Child of DarknessPosted: 2007/02/13
Furui, Yoshikicki. Child of Darkness; Yoko and Other Stories. Ann Arbor: University of Michigan, 1997.
I’ll be the first to admit it. In the beginning pages I wasn’t connecting to this book at all. The first story, “Yoko”, opens with a nameless, faceless, ageless man hurrying down a mountain. He comes across a women sitting on a rock in a ravine. She’s stuck, not by a force of nature, but a force of her own mind. She can’t move from her perch and needs him to help her get down. Later she blames the incident on acrophobia. What’s interesting is this is the one place in the entire story where the same scene is described from both her and his point of view. Later her issues are only described as an “illness” and the word acrophobia never resurfaces.

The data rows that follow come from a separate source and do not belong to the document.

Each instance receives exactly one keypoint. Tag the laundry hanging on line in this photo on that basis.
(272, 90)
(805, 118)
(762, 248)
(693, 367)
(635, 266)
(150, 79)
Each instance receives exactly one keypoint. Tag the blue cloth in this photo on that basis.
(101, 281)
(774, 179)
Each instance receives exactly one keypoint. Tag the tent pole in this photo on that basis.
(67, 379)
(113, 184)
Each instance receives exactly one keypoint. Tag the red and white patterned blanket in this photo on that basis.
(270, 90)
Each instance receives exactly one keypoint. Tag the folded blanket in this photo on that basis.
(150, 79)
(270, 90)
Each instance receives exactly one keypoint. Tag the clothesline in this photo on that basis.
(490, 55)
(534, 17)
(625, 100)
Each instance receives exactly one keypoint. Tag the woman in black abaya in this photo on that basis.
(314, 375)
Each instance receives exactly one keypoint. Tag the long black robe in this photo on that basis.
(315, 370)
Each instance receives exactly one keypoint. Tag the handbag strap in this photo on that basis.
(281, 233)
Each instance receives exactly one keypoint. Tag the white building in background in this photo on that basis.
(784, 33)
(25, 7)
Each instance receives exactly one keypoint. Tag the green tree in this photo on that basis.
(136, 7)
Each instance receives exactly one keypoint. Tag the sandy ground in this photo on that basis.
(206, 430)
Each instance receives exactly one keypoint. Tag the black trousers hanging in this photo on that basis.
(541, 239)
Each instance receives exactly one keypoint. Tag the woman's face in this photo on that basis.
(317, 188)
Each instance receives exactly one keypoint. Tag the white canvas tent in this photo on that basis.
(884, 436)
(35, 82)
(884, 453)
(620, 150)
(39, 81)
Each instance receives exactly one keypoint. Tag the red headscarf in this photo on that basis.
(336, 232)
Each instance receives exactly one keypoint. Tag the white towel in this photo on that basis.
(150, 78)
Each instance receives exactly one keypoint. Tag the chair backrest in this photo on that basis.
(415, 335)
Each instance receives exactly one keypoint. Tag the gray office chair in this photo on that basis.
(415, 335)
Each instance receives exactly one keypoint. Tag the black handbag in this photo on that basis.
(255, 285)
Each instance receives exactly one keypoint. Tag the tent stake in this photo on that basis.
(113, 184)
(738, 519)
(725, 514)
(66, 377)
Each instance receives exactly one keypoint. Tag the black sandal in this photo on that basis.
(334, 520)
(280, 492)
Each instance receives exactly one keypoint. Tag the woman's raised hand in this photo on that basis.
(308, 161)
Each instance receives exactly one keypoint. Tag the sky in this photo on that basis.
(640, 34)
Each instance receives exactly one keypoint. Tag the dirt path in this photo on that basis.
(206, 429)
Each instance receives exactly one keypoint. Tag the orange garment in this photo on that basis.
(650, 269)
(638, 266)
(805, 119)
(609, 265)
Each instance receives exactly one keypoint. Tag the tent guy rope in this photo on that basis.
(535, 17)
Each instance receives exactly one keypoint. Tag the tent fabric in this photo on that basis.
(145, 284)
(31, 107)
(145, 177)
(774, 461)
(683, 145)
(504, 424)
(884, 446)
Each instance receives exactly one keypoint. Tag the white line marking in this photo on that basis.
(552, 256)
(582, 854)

It is suspected that the illness is shrouded in vagrity because the Japanese view mental illness as a taboo subject. Yoko is a strange woman. Sane one minute, paralyzed by her illness the next. The rest of the story is how the nameless, faceless (now we know he is young) man copes with a relationship with Yoko. Half accepting her mental state as is, half wanting to “cure” her.
The next story also deals with mental illness but from the perspective of someone who is dying of cancer (also a taboo subject in Japan). I am more sympathetic towards the cancer victim. There is a sense of insanity when you have been told you have the disease. I can only imagine what depths your psyche would sink to when you are told it’s terminal.

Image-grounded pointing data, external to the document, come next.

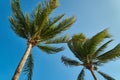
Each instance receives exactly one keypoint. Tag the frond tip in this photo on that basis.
(69, 62)
(50, 49)
(107, 77)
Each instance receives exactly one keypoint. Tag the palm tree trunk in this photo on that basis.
(22, 62)
(93, 74)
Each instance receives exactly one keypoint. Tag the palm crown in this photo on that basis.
(39, 29)
(91, 53)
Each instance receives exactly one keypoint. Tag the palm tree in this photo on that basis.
(39, 29)
(90, 53)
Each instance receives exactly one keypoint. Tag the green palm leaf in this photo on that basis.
(28, 67)
(97, 39)
(101, 49)
(57, 29)
(50, 49)
(110, 55)
(63, 39)
(69, 62)
(107, 77)
(81, 75)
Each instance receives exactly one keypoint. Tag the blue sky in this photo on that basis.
(92, 17)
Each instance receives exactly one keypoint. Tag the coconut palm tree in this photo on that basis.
(39, 29)
(90, 53)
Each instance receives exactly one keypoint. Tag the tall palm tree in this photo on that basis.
(39, 29)
(90, 53)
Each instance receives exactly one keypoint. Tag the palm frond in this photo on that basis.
(71, 47)
(69, 62)
(42, 14)
(107, 77)
(76, 45)
(101, 49)
(110, 55)
(62, 26)
(63, 39)
(50, 49)
(97, 39)
(81, 75)
(50, 24)
(28, 67)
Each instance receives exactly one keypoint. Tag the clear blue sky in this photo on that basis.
(92, 17)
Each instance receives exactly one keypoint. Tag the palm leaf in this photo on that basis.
(70, 45)
(50, 49)
(28, 67)
(62, 26)
(63, 39)
(97, 39)
(81, 75)
(50, 24)
(69, 62)
(107, 77)
(110, 55)
(99, 50)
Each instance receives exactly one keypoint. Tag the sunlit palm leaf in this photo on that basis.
(57, 29)
(28, 67)
(69, 62)
(110, 55)
(107, 77)
(101, 49)
(50, 49)
(70, 45)
(63, 39)
(81, 75)
(97, 39)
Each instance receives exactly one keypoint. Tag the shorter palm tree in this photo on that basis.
(40, 30)
(90, 53)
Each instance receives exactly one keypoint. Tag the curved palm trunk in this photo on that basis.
(93, 74)
(22, 62)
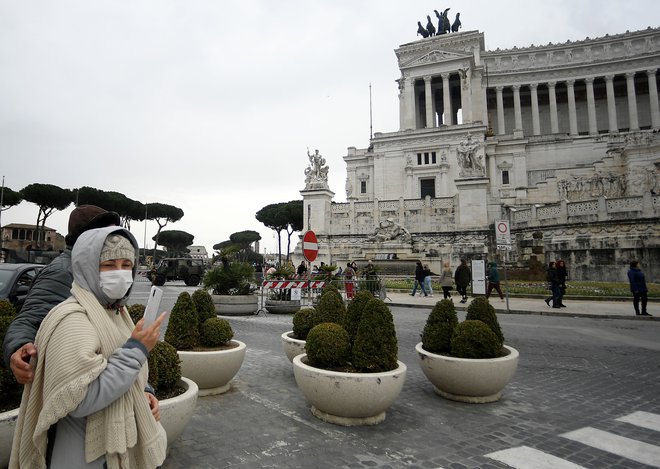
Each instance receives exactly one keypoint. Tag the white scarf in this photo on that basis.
(76, 338)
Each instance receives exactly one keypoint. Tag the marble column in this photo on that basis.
(611, 104)
(572, 111)
(516, 107)
(430, 104)
(501, 129)
(653, 97)
(446, 100)
(536, 122)
(591, 106)
(633, 120)
(554, 119)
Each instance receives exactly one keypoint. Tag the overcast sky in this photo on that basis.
(211, 105)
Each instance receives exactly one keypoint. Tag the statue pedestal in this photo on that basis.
(472, 196)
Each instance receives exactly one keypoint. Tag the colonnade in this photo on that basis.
(591, 105)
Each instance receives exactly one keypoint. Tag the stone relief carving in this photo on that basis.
(584, 187)
(469, 162)
(316, 174)
(388, 230)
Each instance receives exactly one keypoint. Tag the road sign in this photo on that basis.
(310, 246)
(502, 234)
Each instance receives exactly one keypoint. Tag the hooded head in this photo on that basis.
(88, 217)
(98, 245)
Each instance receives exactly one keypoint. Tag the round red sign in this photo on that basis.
(310, 246)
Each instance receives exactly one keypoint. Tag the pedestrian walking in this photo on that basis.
(462, 277)
(494, 280)
(446, 280)
(349, 273)
(427, 279)
(419, 278)
(638, 288)
(552, 278)
(562, 274)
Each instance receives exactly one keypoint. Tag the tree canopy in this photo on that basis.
(48, 198)
(175, 241)
(283, 216)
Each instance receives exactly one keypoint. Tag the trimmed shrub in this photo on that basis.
(203, 305)
(474, 339)
(303, 321)
(330, 308)
(164, 369)
(354, 312)
(328, 346)
(215, 332)
(136, 312)
(375, 346)
(183, 329)
(436, 337)
(480, 309)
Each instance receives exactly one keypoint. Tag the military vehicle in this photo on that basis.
(179, 268)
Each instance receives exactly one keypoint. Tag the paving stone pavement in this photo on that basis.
(571, 376)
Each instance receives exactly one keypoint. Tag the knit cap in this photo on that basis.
(117, 247)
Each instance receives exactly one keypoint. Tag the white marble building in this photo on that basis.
(563, 139)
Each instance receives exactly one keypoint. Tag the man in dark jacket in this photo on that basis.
(638, 288)
(51, 287)
(462, 277)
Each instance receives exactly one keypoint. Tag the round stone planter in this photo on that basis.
(282, 306)
(348, 398)
(176, 412)
(235, 305)
(7, 426)
(291, 346)
(470, 380)
(212, 370)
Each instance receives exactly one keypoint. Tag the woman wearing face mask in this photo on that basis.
(86, 407)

The third and final story is also about sinking into insanity. This time a
These stories, translated by Donna George Storey, also includes her critiques. It’s interesting to rewalk the stories with an analytical map. It’s like seeing a city for the second time after you learn it’s history. Everything looks different.
BookLust Twist: Under the heading “Japan Fiction” Nancy Pearl calls Child of Darkness “dark.” Yup (p. 32).